Sheila Lightfoot's reply: “Guest, you're a hoot! Your biggest complaint is that they listed the $370 Mont Blanc pens as office supplies … and you think it sounds better that they were gifts to people probably already getting a $100k+ salary out of taxpayer wallets? You're obviously an insider … one of the recipients of those expensive pens sooo richly deserved perhaps?”

Then Guest defends the high salaries for City Council deputies: “Because of its location and economy, West Hollywood is more complex than many other cities of 35,000 residents. Council members are part-time officials who are paid $825 per month. All of them have full-time outside jobs. The deputies — which are full-time jobs that involve many nights and weekends — are their eyes and ears within the city government, and the first line of contact with residents.”

To which Chris replies: “West Hollywood is a lot more complex than, what, Beverly Hills?
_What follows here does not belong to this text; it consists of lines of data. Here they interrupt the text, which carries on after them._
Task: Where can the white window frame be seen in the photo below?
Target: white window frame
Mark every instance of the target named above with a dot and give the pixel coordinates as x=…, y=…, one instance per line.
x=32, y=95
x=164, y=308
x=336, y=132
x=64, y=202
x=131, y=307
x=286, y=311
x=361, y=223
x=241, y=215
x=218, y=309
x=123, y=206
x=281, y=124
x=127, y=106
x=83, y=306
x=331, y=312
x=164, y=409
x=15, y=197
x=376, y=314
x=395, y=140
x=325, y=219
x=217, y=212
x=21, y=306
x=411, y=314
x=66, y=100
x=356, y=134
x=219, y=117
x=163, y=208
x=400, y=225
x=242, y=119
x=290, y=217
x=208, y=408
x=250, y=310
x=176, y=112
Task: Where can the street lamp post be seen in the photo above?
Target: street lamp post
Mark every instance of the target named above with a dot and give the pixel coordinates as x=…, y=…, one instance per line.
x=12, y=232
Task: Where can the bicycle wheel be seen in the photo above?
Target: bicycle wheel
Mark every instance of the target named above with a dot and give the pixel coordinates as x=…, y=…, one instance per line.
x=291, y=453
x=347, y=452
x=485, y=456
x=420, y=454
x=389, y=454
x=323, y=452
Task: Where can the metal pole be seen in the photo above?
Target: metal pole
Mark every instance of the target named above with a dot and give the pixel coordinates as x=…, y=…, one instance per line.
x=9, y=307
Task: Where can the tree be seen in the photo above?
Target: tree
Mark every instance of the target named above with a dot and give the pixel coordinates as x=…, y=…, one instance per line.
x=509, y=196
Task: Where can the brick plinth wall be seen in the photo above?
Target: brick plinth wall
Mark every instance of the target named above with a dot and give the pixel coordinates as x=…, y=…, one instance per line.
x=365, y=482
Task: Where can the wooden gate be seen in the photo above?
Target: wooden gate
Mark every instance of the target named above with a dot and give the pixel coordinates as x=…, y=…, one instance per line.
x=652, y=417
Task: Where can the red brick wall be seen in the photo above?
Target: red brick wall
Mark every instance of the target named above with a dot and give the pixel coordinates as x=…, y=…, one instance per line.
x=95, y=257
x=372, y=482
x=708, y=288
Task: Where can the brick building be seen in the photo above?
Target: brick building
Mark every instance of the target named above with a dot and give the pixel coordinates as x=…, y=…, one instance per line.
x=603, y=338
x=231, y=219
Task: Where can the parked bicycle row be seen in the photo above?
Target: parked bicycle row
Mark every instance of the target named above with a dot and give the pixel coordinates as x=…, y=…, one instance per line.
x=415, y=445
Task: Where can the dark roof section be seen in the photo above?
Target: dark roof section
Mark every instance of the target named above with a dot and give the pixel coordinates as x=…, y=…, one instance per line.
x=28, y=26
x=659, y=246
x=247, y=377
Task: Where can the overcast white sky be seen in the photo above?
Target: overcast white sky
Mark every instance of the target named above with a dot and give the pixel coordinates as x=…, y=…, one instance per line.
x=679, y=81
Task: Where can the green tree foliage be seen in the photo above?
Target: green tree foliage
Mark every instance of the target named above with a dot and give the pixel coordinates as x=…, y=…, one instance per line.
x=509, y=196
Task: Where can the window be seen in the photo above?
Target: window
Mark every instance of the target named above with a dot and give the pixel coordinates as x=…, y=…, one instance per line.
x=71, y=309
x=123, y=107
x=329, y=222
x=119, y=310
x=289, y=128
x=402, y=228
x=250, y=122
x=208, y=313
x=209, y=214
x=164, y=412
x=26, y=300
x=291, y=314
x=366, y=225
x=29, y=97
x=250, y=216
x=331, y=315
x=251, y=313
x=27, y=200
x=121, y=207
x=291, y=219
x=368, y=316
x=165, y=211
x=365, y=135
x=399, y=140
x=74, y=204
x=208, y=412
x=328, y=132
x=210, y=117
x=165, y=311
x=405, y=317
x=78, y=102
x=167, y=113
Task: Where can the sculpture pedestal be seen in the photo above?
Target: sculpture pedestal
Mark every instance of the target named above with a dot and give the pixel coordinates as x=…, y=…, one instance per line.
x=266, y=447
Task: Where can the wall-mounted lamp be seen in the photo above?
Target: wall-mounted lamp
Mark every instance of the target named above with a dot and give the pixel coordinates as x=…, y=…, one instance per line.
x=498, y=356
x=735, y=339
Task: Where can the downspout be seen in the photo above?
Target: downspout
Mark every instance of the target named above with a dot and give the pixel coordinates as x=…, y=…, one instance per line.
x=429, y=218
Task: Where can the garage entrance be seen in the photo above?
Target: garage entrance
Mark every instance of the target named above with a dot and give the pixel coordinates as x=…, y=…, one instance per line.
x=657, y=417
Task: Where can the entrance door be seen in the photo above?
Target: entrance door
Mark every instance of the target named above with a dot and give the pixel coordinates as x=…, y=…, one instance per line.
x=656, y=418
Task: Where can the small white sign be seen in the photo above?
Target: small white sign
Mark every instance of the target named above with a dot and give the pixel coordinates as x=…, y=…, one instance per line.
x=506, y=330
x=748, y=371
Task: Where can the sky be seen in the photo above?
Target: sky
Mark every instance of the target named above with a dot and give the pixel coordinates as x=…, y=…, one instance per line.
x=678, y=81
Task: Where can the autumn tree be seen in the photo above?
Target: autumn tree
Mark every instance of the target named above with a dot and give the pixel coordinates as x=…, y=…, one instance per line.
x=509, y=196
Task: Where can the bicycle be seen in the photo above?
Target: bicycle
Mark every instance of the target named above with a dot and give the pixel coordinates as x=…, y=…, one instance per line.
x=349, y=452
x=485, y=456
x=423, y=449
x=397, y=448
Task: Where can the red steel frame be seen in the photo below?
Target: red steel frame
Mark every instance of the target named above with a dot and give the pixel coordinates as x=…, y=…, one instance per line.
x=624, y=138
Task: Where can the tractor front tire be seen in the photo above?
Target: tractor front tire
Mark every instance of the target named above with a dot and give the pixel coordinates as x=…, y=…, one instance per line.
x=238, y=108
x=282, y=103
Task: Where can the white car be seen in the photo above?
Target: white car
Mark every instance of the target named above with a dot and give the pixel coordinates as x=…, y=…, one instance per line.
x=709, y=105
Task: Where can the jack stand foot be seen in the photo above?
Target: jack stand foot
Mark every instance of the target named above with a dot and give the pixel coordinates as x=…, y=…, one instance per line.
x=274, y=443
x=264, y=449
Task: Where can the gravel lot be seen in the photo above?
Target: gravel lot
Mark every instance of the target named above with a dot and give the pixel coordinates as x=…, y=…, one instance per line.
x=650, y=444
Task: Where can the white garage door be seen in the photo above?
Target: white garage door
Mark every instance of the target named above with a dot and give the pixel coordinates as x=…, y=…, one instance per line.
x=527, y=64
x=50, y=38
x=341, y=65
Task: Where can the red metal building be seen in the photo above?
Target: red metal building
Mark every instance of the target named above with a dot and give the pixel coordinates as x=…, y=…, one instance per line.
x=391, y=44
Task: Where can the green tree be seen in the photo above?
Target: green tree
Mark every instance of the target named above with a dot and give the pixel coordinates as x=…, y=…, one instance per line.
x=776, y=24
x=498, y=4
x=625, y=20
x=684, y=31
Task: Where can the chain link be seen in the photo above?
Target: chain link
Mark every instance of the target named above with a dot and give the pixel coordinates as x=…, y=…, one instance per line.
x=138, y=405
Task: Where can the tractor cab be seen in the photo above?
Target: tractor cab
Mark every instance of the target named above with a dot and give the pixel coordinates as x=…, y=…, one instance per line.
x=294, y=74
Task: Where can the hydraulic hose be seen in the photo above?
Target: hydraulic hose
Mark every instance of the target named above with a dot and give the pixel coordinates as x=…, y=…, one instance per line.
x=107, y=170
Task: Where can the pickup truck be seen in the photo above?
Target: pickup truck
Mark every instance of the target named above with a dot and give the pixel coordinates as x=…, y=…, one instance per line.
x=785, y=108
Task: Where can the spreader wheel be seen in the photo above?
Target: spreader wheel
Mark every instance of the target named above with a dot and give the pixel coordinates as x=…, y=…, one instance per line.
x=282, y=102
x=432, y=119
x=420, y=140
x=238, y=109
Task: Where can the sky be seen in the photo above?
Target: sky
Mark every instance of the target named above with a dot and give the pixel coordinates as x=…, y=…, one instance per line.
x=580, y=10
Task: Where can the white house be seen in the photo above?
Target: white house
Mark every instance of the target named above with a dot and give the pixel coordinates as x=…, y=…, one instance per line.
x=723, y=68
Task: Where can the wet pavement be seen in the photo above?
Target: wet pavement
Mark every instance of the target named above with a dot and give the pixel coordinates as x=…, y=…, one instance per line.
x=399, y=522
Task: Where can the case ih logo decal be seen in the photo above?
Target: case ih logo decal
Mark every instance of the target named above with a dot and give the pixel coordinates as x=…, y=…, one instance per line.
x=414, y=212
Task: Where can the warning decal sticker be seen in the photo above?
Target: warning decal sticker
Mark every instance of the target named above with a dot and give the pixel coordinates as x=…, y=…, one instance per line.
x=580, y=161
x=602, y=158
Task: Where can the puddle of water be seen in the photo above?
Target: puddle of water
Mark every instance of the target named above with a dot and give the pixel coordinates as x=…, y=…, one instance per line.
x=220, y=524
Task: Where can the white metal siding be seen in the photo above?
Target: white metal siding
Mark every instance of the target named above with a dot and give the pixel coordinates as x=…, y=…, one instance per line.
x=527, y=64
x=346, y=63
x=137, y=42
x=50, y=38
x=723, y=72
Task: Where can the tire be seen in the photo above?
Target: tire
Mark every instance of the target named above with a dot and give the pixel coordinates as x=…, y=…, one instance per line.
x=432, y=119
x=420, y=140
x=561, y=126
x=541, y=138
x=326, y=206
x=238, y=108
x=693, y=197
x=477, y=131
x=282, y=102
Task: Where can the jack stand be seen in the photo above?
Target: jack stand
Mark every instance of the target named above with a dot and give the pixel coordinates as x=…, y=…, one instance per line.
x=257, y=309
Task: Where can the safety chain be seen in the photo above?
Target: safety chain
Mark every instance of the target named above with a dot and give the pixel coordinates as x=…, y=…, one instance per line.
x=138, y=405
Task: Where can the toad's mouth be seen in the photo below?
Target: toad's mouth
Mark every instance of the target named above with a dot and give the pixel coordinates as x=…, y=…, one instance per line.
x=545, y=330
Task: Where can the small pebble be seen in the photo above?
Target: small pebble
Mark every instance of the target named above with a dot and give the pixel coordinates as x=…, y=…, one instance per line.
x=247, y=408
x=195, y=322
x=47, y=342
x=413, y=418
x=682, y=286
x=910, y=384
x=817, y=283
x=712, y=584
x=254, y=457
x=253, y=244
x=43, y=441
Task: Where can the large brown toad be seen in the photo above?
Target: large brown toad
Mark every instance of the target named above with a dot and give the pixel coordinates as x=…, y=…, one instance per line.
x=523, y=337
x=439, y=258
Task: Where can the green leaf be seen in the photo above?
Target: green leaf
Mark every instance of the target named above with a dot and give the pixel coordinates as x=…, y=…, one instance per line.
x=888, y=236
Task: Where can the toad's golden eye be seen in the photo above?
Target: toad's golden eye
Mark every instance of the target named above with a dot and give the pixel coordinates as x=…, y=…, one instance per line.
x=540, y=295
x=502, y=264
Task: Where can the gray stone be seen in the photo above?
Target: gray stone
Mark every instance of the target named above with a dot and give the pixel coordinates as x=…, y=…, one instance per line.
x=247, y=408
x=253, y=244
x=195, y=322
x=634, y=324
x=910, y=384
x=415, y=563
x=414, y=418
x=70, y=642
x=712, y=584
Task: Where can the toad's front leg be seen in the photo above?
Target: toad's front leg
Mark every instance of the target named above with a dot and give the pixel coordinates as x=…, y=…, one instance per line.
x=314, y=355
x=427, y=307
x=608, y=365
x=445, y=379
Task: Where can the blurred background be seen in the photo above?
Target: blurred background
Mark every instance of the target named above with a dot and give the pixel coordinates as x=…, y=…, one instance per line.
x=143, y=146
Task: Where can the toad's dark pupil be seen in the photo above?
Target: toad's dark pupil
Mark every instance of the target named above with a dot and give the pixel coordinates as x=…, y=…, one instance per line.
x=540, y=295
You're high. West Hollywood is a contract city that delivers city services through county agencies, and without municipal utilities. In Pasadena, where the City Council oversees the Rose Bowl, a civic auditorium and conference center, a large water and power utility with a share in out-of-state power plants, and large police and fire departments, City Council deputies are part-time. You think our 1.9-square-mile contract city is more complex than that?

“Council members in every comparable city in the county also 'have full-time outside jobs in addition to being a council member,' and don't have full-time deputies.”

And so it went, right up to election day — when the Weekly went to press before the polls closed.

 

JR's Coot

Our coverage of street artist JR's Los Angeles project “The Wrinkles of the City” included an arresting image, with the artist walking past. The man on the wall behind him, B.P. Armstrong, wrote to us, on a typewriter (a mechanical device once used to transfer the energy of keystrokes into impressions on a page).

“I'm the coot in the photo/mural pictured on page 5 and 37 in 'Street Artist JR' (Feb. 25-March 3). Coincidental to the other subject featured, I also have a NYC art past — as an artworker in the early days of SoHo and as a habitue of Max's Kansas City.

“SoHo was an effort to move art from the stuffy Uptown venues into white [sic] open spaces. The intention was diluted when it created a commercial real estate boom South of Houston.

“The hip in L.A. now look to Downtown for art with a message at pre-emerging prices. By taking the art outside and removing the price tag, JR's message is clear.

“Last thought. Advertising pressures today can ban old faces from popular media, but they're still here. Denying them, demolishing anything old, can only delay the inevitable: Life is not a private freeway but a footpath traveled by all to the same end.”